Kudos to Welsh for some good research into Victorian Edinburgh and the medical profession, with only a few liberties with the facts (dates and such); I always love historical mysteries. My difficulty with this book was twofold: (1) Its unevenness in pacing. Some of the synopsis should be scenes, and vice versa; there is a lot of internal monologue and anxious cogitation; and the main plot line advances unevenly. (2) The psychological incoherence of the protagonist, Sarah. At times Sarah seems astute and "feisty," but her emotional states and loyalties shift from paragraph to paragraph. Trust turns to distrust on a dime; fierce energy flips to constitutional fatigue from having grown up in society; on one page she is so distraught she's retching up bile and on the next page (literally), she is taking a bath in lavender and giggling with her friend Elisabeth (who has just forgiven Sarah for mistakenly accusing her husband of consorting with prostitutes). The emotions felt overwrought to me and at times unwarranted. Sarah's haunting backstory seems to be inserted into the story merely to give her a "secret" for the reader to piece together rather than worked into the story organically, as an experience that shapes Sarah's motivations and behaviors. The author's 21st-century feminism appears at odd moments, and it felt at times that the author was trying to provide a (deserved) moral lesson vis-a-vis some of the characters: "So why turn on me?" I asked, exasperated. "We both had secrets, why persecute the one person who was in the same position? ... That's hardly sisterhood, Julia."

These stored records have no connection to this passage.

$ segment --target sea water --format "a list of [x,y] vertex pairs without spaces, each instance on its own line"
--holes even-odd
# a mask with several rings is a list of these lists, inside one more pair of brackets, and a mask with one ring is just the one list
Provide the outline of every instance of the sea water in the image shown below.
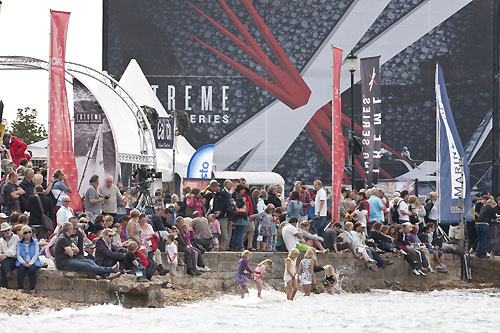
[[254,289],[161,309],[97,305],[30,316],[0,314],[0,332],[500,332],[500,292],[447,290],[312,295]]

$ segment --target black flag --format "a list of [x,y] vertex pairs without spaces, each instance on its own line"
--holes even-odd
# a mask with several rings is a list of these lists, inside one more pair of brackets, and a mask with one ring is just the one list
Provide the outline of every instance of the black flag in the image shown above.
[[3,102],[0,99],[0,122],[2,121],[2,119],[3,119]]
[[366,185],[378,183],[382,152],[382,111],[380,96],[380,57],[361,59],[362,142]]

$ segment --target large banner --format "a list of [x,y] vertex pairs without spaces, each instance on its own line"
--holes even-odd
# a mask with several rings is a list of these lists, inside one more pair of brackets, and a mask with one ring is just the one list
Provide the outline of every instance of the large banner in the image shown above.
[[342,50],[332,47],[332,221],[339,220],[339,204],[344,176],[345,150],[344,135],[342,133],[342,106],[340,104],[340,65],[342,64]]
[[366,186],[378,183],[382,158],[382,108],[380,93],[380,57],[361,59],[362,143]]
[[68,176],[73,192],[71,208],[82,210],[77,191],[78,171],[73,152],[73,133],[65,81],[67,12],[50,11],[50,111],[49,111],[49,173],[61,169]]
[[[462,141],[458,135],[448,93],[444,82],[443,70],[436,64],[436,117],[438,118],[439,133],[437,145],[439,147],[439,187],[438,201],[441,223],[460,222],[461,197],[465,198],[465,212],[472,206],[469,182],[469,164],[465,156]],[[464,161],[460,167],[460,158]],[[463,182],[463,184],[462,184]],[[465,193],[464,193],[465,192]]]
[[[104,69],[120,78],[136,59],[165,109],[189,114],[186,139],[193,148],[214,144],[217,170],[274,171],[285,179],[287,192],[296,180],[330,183],[335,45],[360,59],[381,56],[375,81],[390,126],[381,129],[380,179],[435,180],[425,171],[436,169],[433,87],[440,59],[453,69],[447,84],[464,149],[474,163],[471,187],[489,186],[493,0],[104,4]],[[362,137],[359,74],[354,131]],[[343,63],[345,134],[350,86]],[[365,176],[363,164],[363,156],[356,156],[357,179]]]
[[101,184],[106,175],[115,177],[115,139],[101,105],[92,92],[76,78],[73,79],[73,103],[77,190],[80,195],[84,195],[92,175],[98,175]]

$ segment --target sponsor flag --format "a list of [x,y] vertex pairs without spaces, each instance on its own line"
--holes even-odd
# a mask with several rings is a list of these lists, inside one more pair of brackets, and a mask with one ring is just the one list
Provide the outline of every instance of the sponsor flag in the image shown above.
[[340,66],[342,50],[332,46],[333,98],[332,98],[332,221],[339,221],[339,204],[344,176],[345,150],[342,134],[342,110],[340,103]]
[[50,93],[49,93],[49,169],[57,169],[68,176],[73,192],[71,208],[82,210],[82,200],[77,191],[78,171],[73,153],[73,133],[68,107],[65,81],[66,35],[69,15],[67,12],[50,11]]
[[363,157],[366,186],[378,183],[382,157],[382,110],[380,93],[380,57],[361,59],[361,105]]
[[186,178],[208,178],[212,177],[212,164],[214,158],[214,145],[200,147],[191,156],[188,164]]
[[[443,71],[438,64],[436,64],[436,113],[439,222],[457,223],[460,222],[460,198],[464,197],[465,212],[472,207],[469,165],[451,112]],[[460,158],[464,163],[464,179],[462,179]]]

The book could also have used a bit more editing; the adverbs were at times overwhelming (e.g.: "I stared at him dumbly. I had forgotten that Elisabeth told me he and her husband were friends. Clearly, I thought bitterly, they had a lot in common") and repetitive: "Clearly looking after a houseful of mob-capped delinquents had its fair share of problems. Sergeant Lester and Miss Dawson were clearly acquainted, although quite how closely her blush only allowed me to speculate. He reassured us that his medical man was coming, clearly discomfited at Aunt Emily's unflappable demeanor."

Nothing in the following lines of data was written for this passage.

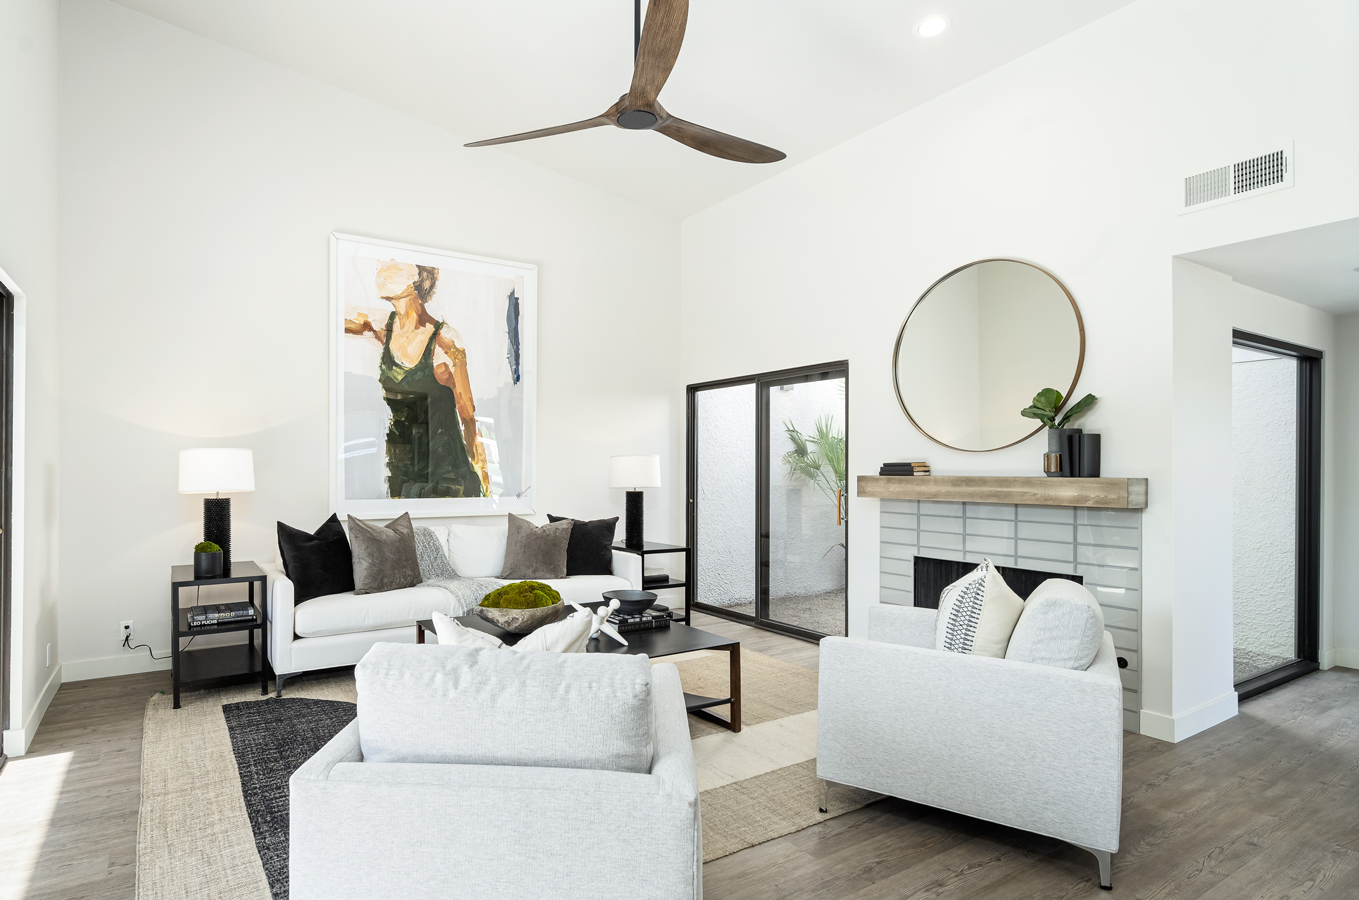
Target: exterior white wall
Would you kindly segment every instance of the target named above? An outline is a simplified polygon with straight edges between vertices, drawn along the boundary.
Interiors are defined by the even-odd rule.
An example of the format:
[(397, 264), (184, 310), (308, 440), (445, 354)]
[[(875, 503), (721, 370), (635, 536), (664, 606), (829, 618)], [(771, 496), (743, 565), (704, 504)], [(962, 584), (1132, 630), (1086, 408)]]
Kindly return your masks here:
[(698, 541), (694, 598), (711, 606), (755, 602), (755, 385), (695, 398)]
[[(1104, 474), (1150, 479), (1144, 725), (1170, 739), (1211, 726), (1235, 709), (1223, 461), (1230, 328), (1248, 325), (1182, 334), (1172, 257), (1359, 215), (1359, 117), (1336, 114), (1359, 108), (1356, 35), (1345, 0), (1288, 16), (1264, 0), (1141, 0), (686, 219), (684, 380), (848, 359), (852, 474), (928, 459), (940, 475), (1037, 475), (1041, 435), (986, 454), (929, 442), (889, 367), (910, 304), (944, 272), (997, 256), (1053, 271), (1084, 316), (1077, 392), (1101, 400), (1081, 424), (1104, 435)], [(1176, 215), (1185, 175), (1288, 139), (1294, 187)], [(1323, 316), (1270, 302), (1296, 310), (1285, 330)], [(856, 635), (878, 596), (876, 502), (851, 502)]]
[[(788, 478), (783, 455), (793, 442), (783, 430), (791, 422), (804, 435), (829, 415), (845, 427), (844, 381), (810, 381), (769, 392), (769, 596), (800, 597), (845, 586), (845, 529), (835, 524), (835, 500), (806, 480)], [(844, 504), (849, 498), (843, 498)]]
[(675, 219), (103, 0), (62, 5), (61, 65), (68, 677), (149, 665), (123, 619), (168, 651), (179, 450), (254, 450), (240, 558), (329, 515), (332, 231), (537, 264), (539, 521), (621, 516), (609, 456), (659, 453), (648, 537), (683, 534)]
[[(1359, 669), (1359, 313), (1336, 317), (1336, 357), (1327, 371), (1335, 400), (1333, 642), (1322, 644), (1322, 665)], [(1327, 648), (1334, 648), (1328, 651)]]
[[(10, 723), (18, 756), (61, 685), (57, 610), (57, 3), (0, 0), (0, 270), (16, 293)], [(51, 648), (50, 661), (48, 648)]]
[(1298, 363), (1232, 363), (1232, 644), (1297, 647)]

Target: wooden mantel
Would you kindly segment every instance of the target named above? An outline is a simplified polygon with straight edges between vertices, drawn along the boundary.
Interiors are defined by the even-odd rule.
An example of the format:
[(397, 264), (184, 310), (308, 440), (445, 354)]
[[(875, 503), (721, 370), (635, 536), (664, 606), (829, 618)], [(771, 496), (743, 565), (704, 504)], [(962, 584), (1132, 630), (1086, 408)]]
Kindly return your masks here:
[(860, 475), (859, 496), (880, 500), (952, 500), (1146, 509), (1145, 478), (1010, 478), (982, 475)]

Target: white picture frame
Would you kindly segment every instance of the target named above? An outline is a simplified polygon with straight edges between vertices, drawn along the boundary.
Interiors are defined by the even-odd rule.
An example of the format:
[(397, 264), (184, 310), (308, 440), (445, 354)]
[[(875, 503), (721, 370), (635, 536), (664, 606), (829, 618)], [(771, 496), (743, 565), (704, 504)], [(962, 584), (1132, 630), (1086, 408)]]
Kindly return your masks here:
[[(393, 263), (397, 265), (393, 266)], [(397, 322), (394, 310), (397, 303), (405, 302), (402, 308), (409, 311), (410, 299), (409, 295), (406, 301), (383, 299), (378, 296), (374, 282), (388, 285), (390, 273), (414, 269), (421, 273), (437, 270), (434, 282), (425, 277), (418, 283), (425, 285), (425, 292), (420, 297), (422, 320), (437, 321), (434, 331), (440, 338), (429, 338), (415, 364), (394, 369), (400, 348), (393, 349), (388, 340), (398, 343), (402, 340), (402, 326)], [(435, 285), (432, 288), (428, 286), (431, 283)], [(410, 286), (412, 291), (415, 286)], [(513, 298), (506, 288), (512, 289)], [(513, 301), (518, 304), (517, 354), (512, 349), (514, 343), (508, 316)], [(331, 509), (342, 518), (353, 515), (362, 519), (394, 518), (402, 513), (410, 513), (412, 518), (532, 513), (537, 438), (537, 306), (536, 265), (332, 233), (329, 319)], [(495, 320), (496, 316), (499, 321)], [(371, 327), (364, 325), (365, 319)], [(347, 322), (351, 328), (365, 330), (347, 333)], [(390, 333), (388, 325), (391, 326)], [(424, 328), (428, 332), (429, 325)], [(406, 334), (416, 340), (410, 346), (418, 347), (422, 333), (412, 327)], [(450, 337), (452, 344), (447, 343)], [(444, 353), (445, 349), (453, 354), (452, 357)], [(396, 365), (399, 366), (399, 362)], [(457, 463), (462, 474), (457, 476), (461, 480), (456, 481), (453, 488), (449, 485), (454, 483), (450, 482), (454, 476), (429, 476), (431, 464), (428, 462), (419, 471), (431, 477), (431, 481), (420, 482), (418, 476), (412, 477), (413, 464), (405, 452), (410, 444), (393, 442), (393, 446), (405, 448), (399, 449), (396, 456), (388, 446), (387, 438), (394, 433), (391, 430), (392, 410), (399, 408), (393, 406), (399, 402), (394, 398), (409, 396), (390, 389), (391, 373), (412, 372), (420, 365), (426, 367), (426, 372), (438, 370), (441, 377), (452, 377), (452, 367), (460, 367), (458, 383), (465, 388), (463, 395), (473, 397), (476, 426), (470, 445), (465, 435), (472, 426), (468, 424), (464, 396), (448, 386), (448, 394), (440, 393), (437, 398), (444, 420), (453, 421), (456, 414), (460, 423), (458, 434), (452, 439), (454, 444), (464, 450), (471, 446), (474, 451), (480, 445), (479, 460), (476, 452), (467, 452), (469, 459)], [(439, 392), (437, 386), (431, 393), (436, 392)], [(450, 405), (454, 397), (457, 398), (456, 406)], [(432, 401), (425, 402), (427, 408), (432, 409), (433, 405)], [(433, 416), (434, 413), (427, 409), (426, 415)], [(436, 452), (439, 447), (447, 449), (449, 429), (434, 429), (431, 425), (426, 432), (445, 435), (433, 443), (427, 437), (423, 439), (426, 457), (456, 461), (456, 450), (441, 455)], [(466, 474), (468, 467), (475, 478)], [(446, 471), (447, 466), (443, 470)], [(422, 495), (422, 492), (437, 494), (450, 489), (470, 491), (472, 488), (468, 485), (475, 481), (481, 483), (480, 496)], [(409, 485), (408, 490), (414, 493), (407, 496), (408, 490), (394, 489), (393, 484)], [(397, 496), (391, 496), (394, 490)]]

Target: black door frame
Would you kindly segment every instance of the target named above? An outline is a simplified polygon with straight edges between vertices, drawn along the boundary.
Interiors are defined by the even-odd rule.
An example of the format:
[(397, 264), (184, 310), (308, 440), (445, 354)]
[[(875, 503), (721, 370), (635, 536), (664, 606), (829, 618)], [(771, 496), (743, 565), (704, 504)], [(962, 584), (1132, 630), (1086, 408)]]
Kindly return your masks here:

But I have a feeling these are just the marks of a debut novel; I think Welsh could turn this into an engaging, interesting series, with a man/woman doctor-detective team, similar to some of Anne Perry's Monk mysteries.

Sunday, June 11, 2017

Louise Erdrich, THE ROUND HOUSE

I'd read some short stories by Erdrich, but this was the first time I read one of her novels. This is one of my favorite genres to read--a mystery that unwinds amidst a network of relationships and actions that reach deep into the past. Given the 13-year-old observant protagonist/narrator and questions of the kinds of laws and mores that result in (in)justice, I found myself thinking of To Kill A Mockingbird; the plot twists and the emotional intensity reminded me of Tana French; and I felt shades of Sherman Alexie in the realism of life on the reservation and some of the wry humor (this hero, Joe, feels a bit like Alexie's of "True Diary"). And Erdrich writes wonderfully; I found myself underlining phrases and rereading them several times before moving on. They're never as good out of context, but here are some: "A life that had worn itself into bachelor grooves and a house of womanless chaos." "I felt the tremendous hush in our little house as something that follows int he wake of a huge explosion." "I knew if I moved I'd snap the pull between them." Enjoyed this very much, and still thinking about it.